In 1979 the
European Exchange Rate Mechanism (ERM) – a precursor to the euro –
was established. The ERM created a semi-fixed currency exchange rate
mechanism among the European members of the system which was anchored
to the Deutsche Mark. By 1992, less than two years after England
joined the ERM, it was obvious to interested observers that the
British pound had become significantly overvalued relative to the
Deutsche Mark.
At the time,
England had a large current account deficit and was experiencing a
nasty recession. Although the British Government was committed to
maintaining the BP’s peg to the Deutsche Mark, George Soros, in
what became billed as “the trade of the century,” began to
accumulate a large bet against the pound. After wasting billions in
taxpayer funds trying to support the pound, the British Government
eventually capitulated by exiting the ERM and the market forced a
nasty revaluation of the pound. Soros ended up netting over a
billion dollars in profits. (For the record, it has been speculated
with valid source documentation that the Rothschild family was behind
Soros’ attack on the British Government/Bank of England).
Let this be
a lesson in price-fixing, as the only thing accomplished by the
British Government’s endeavor was a massive transfer of wealth from
taxpayers to George Soros & Co. and likely even more to the
Rothschild family.

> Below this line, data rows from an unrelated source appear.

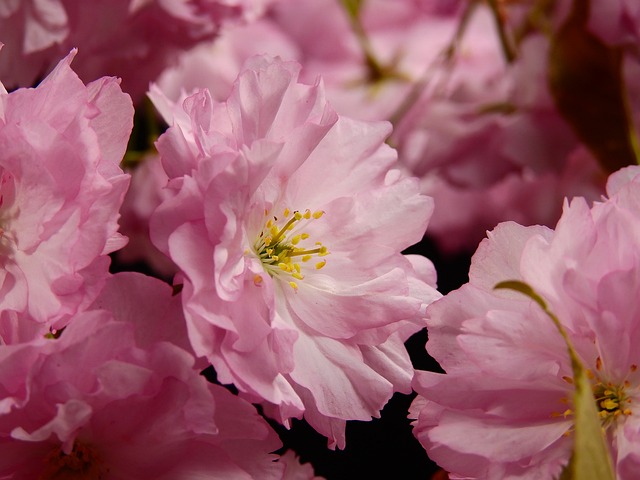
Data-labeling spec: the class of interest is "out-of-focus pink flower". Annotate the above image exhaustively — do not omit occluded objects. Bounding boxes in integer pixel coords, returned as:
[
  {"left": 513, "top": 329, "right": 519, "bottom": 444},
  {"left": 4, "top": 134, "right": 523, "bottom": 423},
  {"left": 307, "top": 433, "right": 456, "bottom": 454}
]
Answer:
[
  {"left": 151, "top": 57, "right": 438, "bottom": 447},
  {"left": 411, "top": 167, "right": 640, "bottom": 479},
  {"left": 588, "top": 0, "right": 640, "bottom": 46},
  {"left": 393, "top": 19, "right": 606, "bottom": 251},
  {"left": 0, "top": 0, "right": 268, "bottom": 101},
  {"left": 0, "top": 274, "right": 283, "bottom": 480},
  {"left": 0, "top": 52, "right": 133, "bottom": 334}
]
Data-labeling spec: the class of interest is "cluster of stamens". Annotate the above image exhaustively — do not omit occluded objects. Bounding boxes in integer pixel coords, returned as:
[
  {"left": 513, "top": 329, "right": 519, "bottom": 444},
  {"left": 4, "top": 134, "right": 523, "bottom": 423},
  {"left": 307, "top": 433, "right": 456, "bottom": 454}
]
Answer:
[
  {"left": 254, "top": 208, "right": 329, "bottom": 291},
  {"left": 38, "top": 441, "right": 109, "bottom": 480},
  {"left": 551, "top": 357, "right": 638, "bottom": 434},
  {"left": 588, "top": 357, "right": 638, "bottom": 428}
]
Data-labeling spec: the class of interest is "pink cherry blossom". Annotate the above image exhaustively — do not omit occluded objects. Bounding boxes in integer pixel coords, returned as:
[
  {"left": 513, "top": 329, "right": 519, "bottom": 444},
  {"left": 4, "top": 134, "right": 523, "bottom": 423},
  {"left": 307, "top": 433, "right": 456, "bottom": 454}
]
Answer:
[
  {"left": 151, "top": 57, "right": 438, "bottom": 448},
  {"left": 0, "top": 0, "right": 268, "bottom": 101},
  {"left": 152, "top": 0, "right": 608, "bottom": 252},
  {"left": 0, "top": 52, "right": 133, "bottom": 334},
  {"left": 0, "top": 274, "right": 283, "bottom": 480},
  {"left": 411, "top": 167, "right": 640, "bottom": 480}
]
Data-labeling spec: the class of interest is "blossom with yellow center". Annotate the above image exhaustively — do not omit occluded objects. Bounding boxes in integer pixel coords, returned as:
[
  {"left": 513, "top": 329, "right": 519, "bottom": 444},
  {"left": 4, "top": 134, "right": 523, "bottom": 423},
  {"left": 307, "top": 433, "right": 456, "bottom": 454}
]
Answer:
[{"left": 253, "top": 208, "right": 329, "bottom": 291}]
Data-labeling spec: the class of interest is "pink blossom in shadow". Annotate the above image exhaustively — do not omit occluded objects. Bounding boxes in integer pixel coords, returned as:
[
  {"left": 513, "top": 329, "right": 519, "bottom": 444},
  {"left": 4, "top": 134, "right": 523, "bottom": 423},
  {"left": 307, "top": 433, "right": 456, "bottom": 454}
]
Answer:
[{"left": 410, "top": 166, "right": 640, "bottom": 479}]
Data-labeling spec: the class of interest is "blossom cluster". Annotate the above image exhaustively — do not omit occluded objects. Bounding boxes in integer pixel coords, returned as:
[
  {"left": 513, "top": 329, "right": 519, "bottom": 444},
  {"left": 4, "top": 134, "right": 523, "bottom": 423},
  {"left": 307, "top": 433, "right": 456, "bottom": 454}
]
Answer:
[{"left": 0, "top": 0, "right": 640, "bottom": 480}]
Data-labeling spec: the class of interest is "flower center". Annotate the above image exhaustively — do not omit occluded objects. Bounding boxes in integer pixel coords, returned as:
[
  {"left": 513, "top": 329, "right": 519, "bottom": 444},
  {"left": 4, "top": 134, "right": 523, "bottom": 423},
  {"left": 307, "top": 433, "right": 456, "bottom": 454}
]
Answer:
[
  {"left": 253, "top": 208, "right": 329, "bottom": 291},
  {"left": 38, "top": 441, "right": 109, "bottom": 480},
  {"left": 592, "top": 357, "right": 638, "bottom": 428},
  {"left": 551, "top": 357, "right": 638, "bottom": 434}
]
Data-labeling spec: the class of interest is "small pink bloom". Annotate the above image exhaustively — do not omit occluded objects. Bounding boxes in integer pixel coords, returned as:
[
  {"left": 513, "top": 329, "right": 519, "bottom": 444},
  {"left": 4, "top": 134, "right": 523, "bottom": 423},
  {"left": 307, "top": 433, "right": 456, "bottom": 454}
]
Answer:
[
  {"left": 411, "top": 167, "right": 640, "bottom": 480},
  {"left": 0, "top": 274, "right": 283, "bottom": 480},
  {"left": 0, "top": 52, "right": 133, "bottom": 334},
  {"left": 151, "top": 58, "right": 438, "bottom": 447}
]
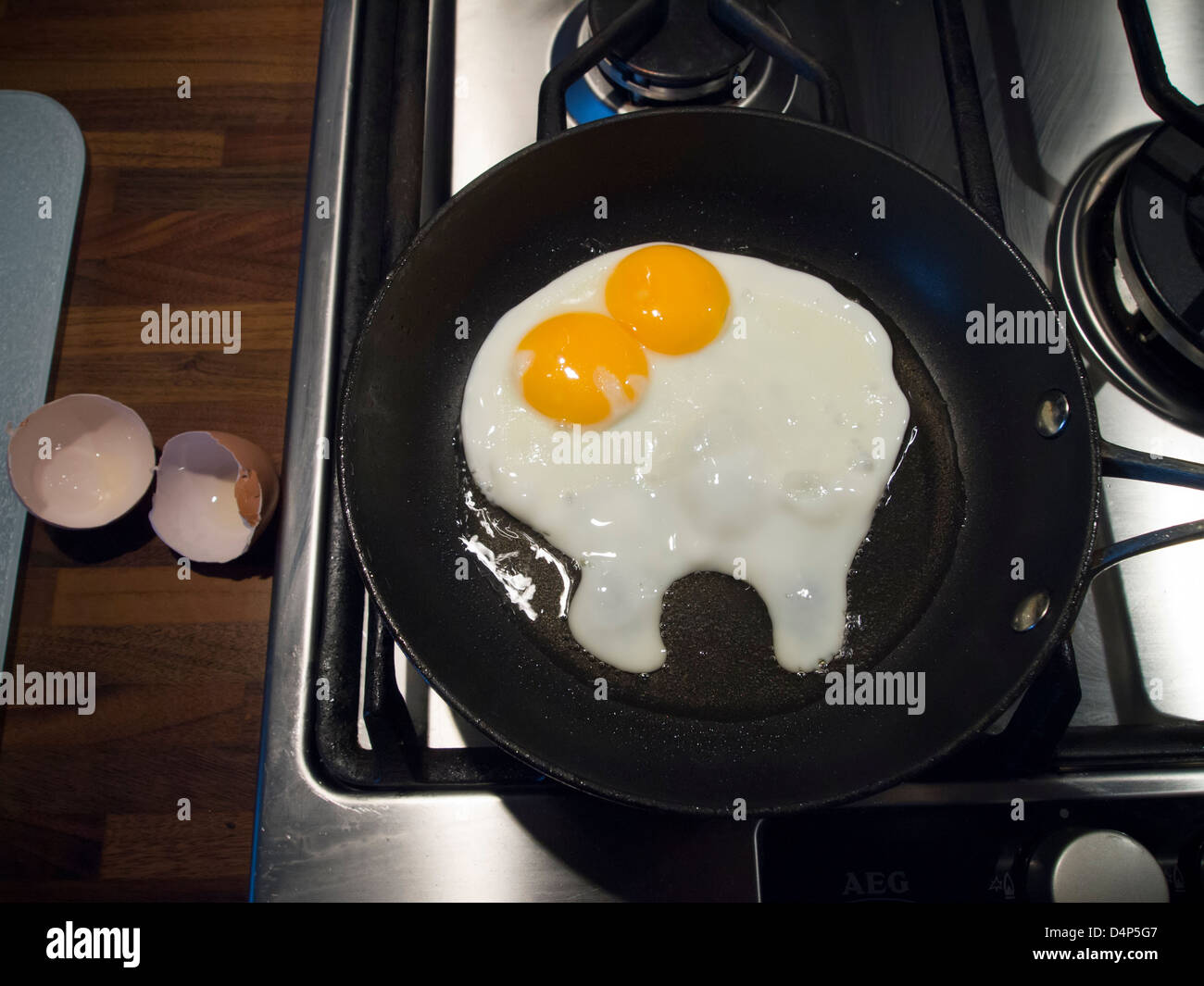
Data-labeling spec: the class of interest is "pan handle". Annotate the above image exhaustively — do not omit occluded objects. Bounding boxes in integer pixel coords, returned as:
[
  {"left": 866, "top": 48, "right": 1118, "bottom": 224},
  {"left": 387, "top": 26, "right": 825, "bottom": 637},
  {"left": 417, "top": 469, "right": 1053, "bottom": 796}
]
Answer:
[{"left": 1087, "top": 438, "right": 1204, "bottom": 580}]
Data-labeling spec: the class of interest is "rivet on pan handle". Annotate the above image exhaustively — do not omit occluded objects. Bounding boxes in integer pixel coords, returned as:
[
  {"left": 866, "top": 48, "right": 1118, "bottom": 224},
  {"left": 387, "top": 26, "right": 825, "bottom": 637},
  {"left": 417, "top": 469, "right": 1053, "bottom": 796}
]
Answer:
[{"left": 1087, "top": 438, "right": 1204, "bottom": 579}]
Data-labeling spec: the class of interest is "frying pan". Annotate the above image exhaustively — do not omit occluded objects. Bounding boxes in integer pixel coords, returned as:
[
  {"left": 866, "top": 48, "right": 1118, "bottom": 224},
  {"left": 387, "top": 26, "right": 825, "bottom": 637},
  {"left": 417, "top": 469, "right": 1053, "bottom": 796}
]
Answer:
[{"left": 340, "top": 107, "right": 1204, "bottom": 814}]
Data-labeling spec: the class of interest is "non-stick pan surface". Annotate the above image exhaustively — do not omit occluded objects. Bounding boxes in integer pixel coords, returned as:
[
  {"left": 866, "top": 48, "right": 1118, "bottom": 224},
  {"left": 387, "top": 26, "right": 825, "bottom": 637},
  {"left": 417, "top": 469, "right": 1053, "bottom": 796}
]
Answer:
[{"left": 340, "top": 108, "right": 1098, "bottom": 813}]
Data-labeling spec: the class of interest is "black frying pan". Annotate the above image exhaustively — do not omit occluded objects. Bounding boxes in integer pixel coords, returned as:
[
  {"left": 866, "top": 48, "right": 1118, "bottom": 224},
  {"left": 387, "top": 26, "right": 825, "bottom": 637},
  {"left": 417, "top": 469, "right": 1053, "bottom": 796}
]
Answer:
[{"left": 340, "top": 108, "right": 1204, "bottom": 813}]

Price fixing markets always fails eventually.
Fast-forward
to the present and we find Soros now attempting to profit from what
looks like a methodical, strategic devaluation of the Chinese
renminbi (yuan) by the Chinese Government.
But there’s
a big difference between England circa 1992 and China 2016. China is
running a massive trade surplus, it’s the world’s largest
importer/exporter and likely sports the world’s biggest GDP. It’s
financial condition is reinforced by $3.3 trillion in foreign
currency reserves. It can be argued that China is on the ascent to
become the next world superpower.
Perhaps the
most interesting “wild card” held by China is its Central Bank
hoard of gold. The $3.3 trillion in forex reserves does not include
the market value of the China’s State-owned gold. Alasdair Macleod
has produced compelling arguments which suggest that China could hold
well in excess of 20,000 tonnes of gold, nothwithstanding the current
amount to which China publicly admits.
Most
analysts who have been observing China for at least over a decade
have been wondering how it would be able to unload its massive
Treasury holdings, which at one point were around $1.4 trillion. The
market turmoil surrounding China’s intermittent currency
devaluations has stirred up a flight to safety bid for Treasuries in
the global markets into which China has already unloaded a couple
hundred billion dollars worth of Treasuries. Is China selling
dollars to support its currency or is there a more clever strategy at
work?
China likely
is not going to wait around to be a bagholder of a trillion dollars
in eventually worthless Treasuries. Enter George Soros who announced
recently with much bravado that he was betting big against the yuan.
The Chinese Government, via the State-owned People’s Daily
newspaper issued a frank warning to those who are openly speculating
against the yuan. Clear it was a shot across the bow back at Soros.